De gladheid, het gevoel en de aanraking van het contactpunt tussen de rugleuning en het menselijk lichaam:
Alle delen van de rugleuning, vooral die welke in contact komen met het menselijk lichaam, mogen geen scherpe hoeken, scherpe randen (scherpe randen) of uitsteeksels (kleine uitsteeksels) hebben die mensen gemakkelijk kunnen bezeren of pijn doen. Ze moeten rond en glad zijn en goed aanvoelen. Mooi gebaar.
Rugleuning en langdurige zithoudingverstelling:
Bij langdurig zitten moet de zithouding regelmatig en actief worden aangepast. Daarom zullen er enkele nieuwe eisen worden gesteld aan de zitting en rugleuning. Ten eerste is er ruimte voor aanpassing van de zithouding en is het handig om de zithouding te veranderen. Het zal comfortabeler zijn als de rugleuning een omhullend gevoel heeft, maar deze moet wel te strak zijn om de aanpassing van de zithouding te belemmeren. Ten tweede moet de rugleuning, wanneer het lichaam goed op de zitting is gedraaid, altijd de taille van de zitter ondersteunen en leunen om het comfort te behouden.

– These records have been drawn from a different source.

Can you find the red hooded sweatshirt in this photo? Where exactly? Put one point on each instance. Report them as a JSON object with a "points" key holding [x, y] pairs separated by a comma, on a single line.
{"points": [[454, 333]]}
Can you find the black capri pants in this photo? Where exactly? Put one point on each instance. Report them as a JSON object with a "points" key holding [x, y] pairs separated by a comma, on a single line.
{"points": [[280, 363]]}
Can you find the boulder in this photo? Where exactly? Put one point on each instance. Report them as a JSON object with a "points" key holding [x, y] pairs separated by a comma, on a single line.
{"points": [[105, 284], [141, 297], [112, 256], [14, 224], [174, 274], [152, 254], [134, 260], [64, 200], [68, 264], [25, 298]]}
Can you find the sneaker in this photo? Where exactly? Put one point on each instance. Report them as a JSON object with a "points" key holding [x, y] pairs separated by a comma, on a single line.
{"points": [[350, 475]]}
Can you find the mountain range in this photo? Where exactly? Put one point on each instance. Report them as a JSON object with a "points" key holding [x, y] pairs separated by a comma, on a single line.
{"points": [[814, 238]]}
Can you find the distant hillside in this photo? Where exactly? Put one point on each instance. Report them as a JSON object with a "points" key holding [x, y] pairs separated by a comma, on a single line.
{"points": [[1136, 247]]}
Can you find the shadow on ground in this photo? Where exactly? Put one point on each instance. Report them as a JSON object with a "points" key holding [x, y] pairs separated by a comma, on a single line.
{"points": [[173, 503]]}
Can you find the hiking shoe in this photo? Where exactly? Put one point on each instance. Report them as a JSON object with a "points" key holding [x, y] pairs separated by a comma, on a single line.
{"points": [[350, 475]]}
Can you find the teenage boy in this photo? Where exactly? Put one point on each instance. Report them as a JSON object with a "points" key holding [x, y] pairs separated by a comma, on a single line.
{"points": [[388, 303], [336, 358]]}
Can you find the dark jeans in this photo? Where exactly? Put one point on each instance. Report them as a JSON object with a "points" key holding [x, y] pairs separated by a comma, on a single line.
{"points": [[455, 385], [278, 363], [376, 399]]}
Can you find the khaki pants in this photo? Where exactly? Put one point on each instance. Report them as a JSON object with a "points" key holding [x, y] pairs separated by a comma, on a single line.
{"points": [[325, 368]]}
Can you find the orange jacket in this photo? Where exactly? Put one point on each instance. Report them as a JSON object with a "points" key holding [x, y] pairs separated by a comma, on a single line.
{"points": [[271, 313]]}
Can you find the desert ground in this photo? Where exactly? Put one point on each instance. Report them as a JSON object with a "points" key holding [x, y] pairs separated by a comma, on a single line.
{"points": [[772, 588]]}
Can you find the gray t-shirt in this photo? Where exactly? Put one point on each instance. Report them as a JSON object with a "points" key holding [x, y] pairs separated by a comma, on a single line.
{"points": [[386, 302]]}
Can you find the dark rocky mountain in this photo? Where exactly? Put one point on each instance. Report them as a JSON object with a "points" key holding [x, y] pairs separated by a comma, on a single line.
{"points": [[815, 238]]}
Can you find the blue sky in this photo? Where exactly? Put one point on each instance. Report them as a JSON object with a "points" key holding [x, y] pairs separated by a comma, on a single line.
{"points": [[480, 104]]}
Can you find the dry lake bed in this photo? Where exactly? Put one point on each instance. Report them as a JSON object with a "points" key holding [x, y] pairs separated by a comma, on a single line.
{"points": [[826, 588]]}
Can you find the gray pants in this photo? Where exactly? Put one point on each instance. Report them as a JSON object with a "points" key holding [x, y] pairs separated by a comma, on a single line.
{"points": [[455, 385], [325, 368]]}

Mens-stoel coördinatie: Kunnen zitten en goede zitgewoonten ontwikkelen:
De zitting neemt een uiterst belangrijke plaats in bij de vorming van de zithouding. Of de zithouding nu goed is of niet, de meest directe materiële toestand is de zitting. Maar kunt u, zelfs als u een goed ontworpen stoel heeft, zorgen voor een goede zithouding? niet noodzakelijk! Zitplaatsen hebben alleen in grote mate invloed op de zithouding van mensen, maar bepalen mogelijk niet volledig de zithouding van mensen. Er is immers niet slechts één vaste zithouding op een stoel, maar de zitter kan zelfstandig N zithoudingen kiezen. : Afgaande op de positie van de billen op het zitvlak kunt u bijvoorbeeld ondiep, diep of volledig zitten; Afgaande op de hoekveranderingen van het bovenlichaam in de richting van voor naar achter, kunt u, zelfs als u op een stoel zit met een helling van de rugleuning groter dan 90°, overal zitten. Kies ervoor om naar voren te zitten, met uw middel recht te zitten (rechtop zitten), ontspannen te zitten of achterover te leunen; door de hoekveranderingen van het bovenlichaam in de linker- en rechterrichting kunt u naar links kantelen, het bovenlichaam rechtop zetten of naar rechts kantelen; vanuit de houding van de kuiten kun je je benen naar voren strekken, rechtop staan, je rug haken en zelfs je benen kruisen, of diagonaal zitten met je benen op de armleuningen; daarnaast zijn er veranderingen in de zithoudingen, zoals het optillen van uw borst en het optillen van uw hoofd of het vasthouden van uw borst en het buigen van uw rug; en Ge You's liggende houding (Beijing verlamming) Slechte zithoudingen, enz. Kortom, de zithoudingen van mensen kunnen voortdurend veranderen en er is geen limiet aan één zithouding op een stoel.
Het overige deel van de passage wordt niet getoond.